Her parents, Steve and Christine Myers, had created a “visual bucket list” of places and things they wanted Lizzy to see before she loses her sight due to Usher Syndrome Type II A. They chose Rome and the Vatican to be their special destination because they are Catholic and because of the city’s artistic and historical riches, they told Associated Press.
After meeting with bishops and a few special delegations at the end of his general audience, Pope Francis went directly to Lizzy Myers, who was seated with her family in a section reserved for those with special needs. He leaned over her for several minutes, speaking with her and then laid his right hand over her eyes, offering his blessing. Vatican Radio said she gave the pope a small box containing a piece of a meteorite that fell in Ohio.

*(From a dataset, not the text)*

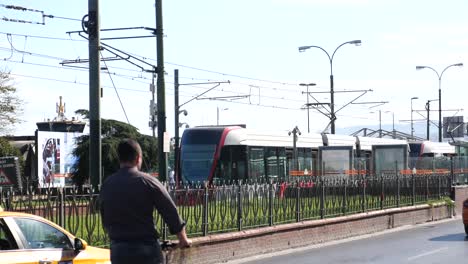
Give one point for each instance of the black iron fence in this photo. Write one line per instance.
(231, 207)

During his general audience, the pope continued a series of talks dedicated to God’s mercy and reflected on how this mercy was fulfilled in Jesus.
The New Testament “is truly the ‘Gospel of mercy’ because Jesus is mercy,” he said.
At every moment in his life, Jesus showed love to everyone: a love that is “pure, free and absolute,” the pope said.
Jesus began his mission of mercy with his baptism in the Jordan River, the pope said, waiting in line “with the sinners, he wasn’t ashamed, he was there with everyone, with the sinners, to get baptized.”
He could have begun his public ministry with lots of fanfare, “in the splendor of the temple,” to the “blast of trumpets” or “in the garments of a judge,” but he didn’t, the pope said. Instead he chose to be with the people, taking on “the human condition, spurred by solidarity and compassion.”
His driving purpose was “to bring everyone the love of God who saves; Jesus didn’t bring hatred, he didn’t bring animosity, he brought us love, a great love, an open heart for everyone, for all of us,” the pope said.
Jesus accompanied the least and the marginalized, sharing with them “the mercy of God who is forgiveness, joy and new life. The son sent by the father is truly the beginning of the time of mercy for all of humanity.”
The great mystery of this love is seen in the crucified Christ, the pope said, because “it is on the cross that Jesus offered to the father’s mercy the sin of the world, everyone’s sins, my sins, your sins” and took those sins away.
“Nothing and no one remains excluded from this sacrificial prayer of Jesus,” which means “we mustn’t be afraid to acknowledge and confess ourselves as sinners,” he said.
So often “we say, ‘well, that one is a sinner, this one did such-and-such.’ We accuse others of being sinners, and you? Each one of us should ask ourselves, ‘Yes, that one is a sinner, and me?'”
“We are all sinners, but we are all forgiven,” Pope Francis said. “We all have the possibility of receiving this forgiveness that is God’s mercy.”
The sacrament of reconciliation, he said, gives the penitent heart “the strength of the forgiveness that flows from the cross and renews in our lives the grace of mercy that Jesus obtained for us.”
People never need to fear their burdens and sins because “the power of love of the crucified one knows no obstacles and never runs out” as it wipes away human sin, he said.
When greeting special delegations at the end of his audience, the pope met with Cardinal Timothy M. Dolan of New York, who was heading to Iraqi Kurdistan to show solidarity with the church there. The cardinal, who is chairman of the board of the Catholic Near East Welfare Association, was traveling there with other members of CNEWA and church leaders.
The pope also met briefly with and posed for a group photo with members of a diocesan pastoral association in Italy for separated and divorced Catholics.
A representative of the group, “L’Anello Perduto,” (the lost ring), had received a phone call from the pope in February, according to Vatican Radio, after group members sent a letter explaining their formation program and requesting a papal audience.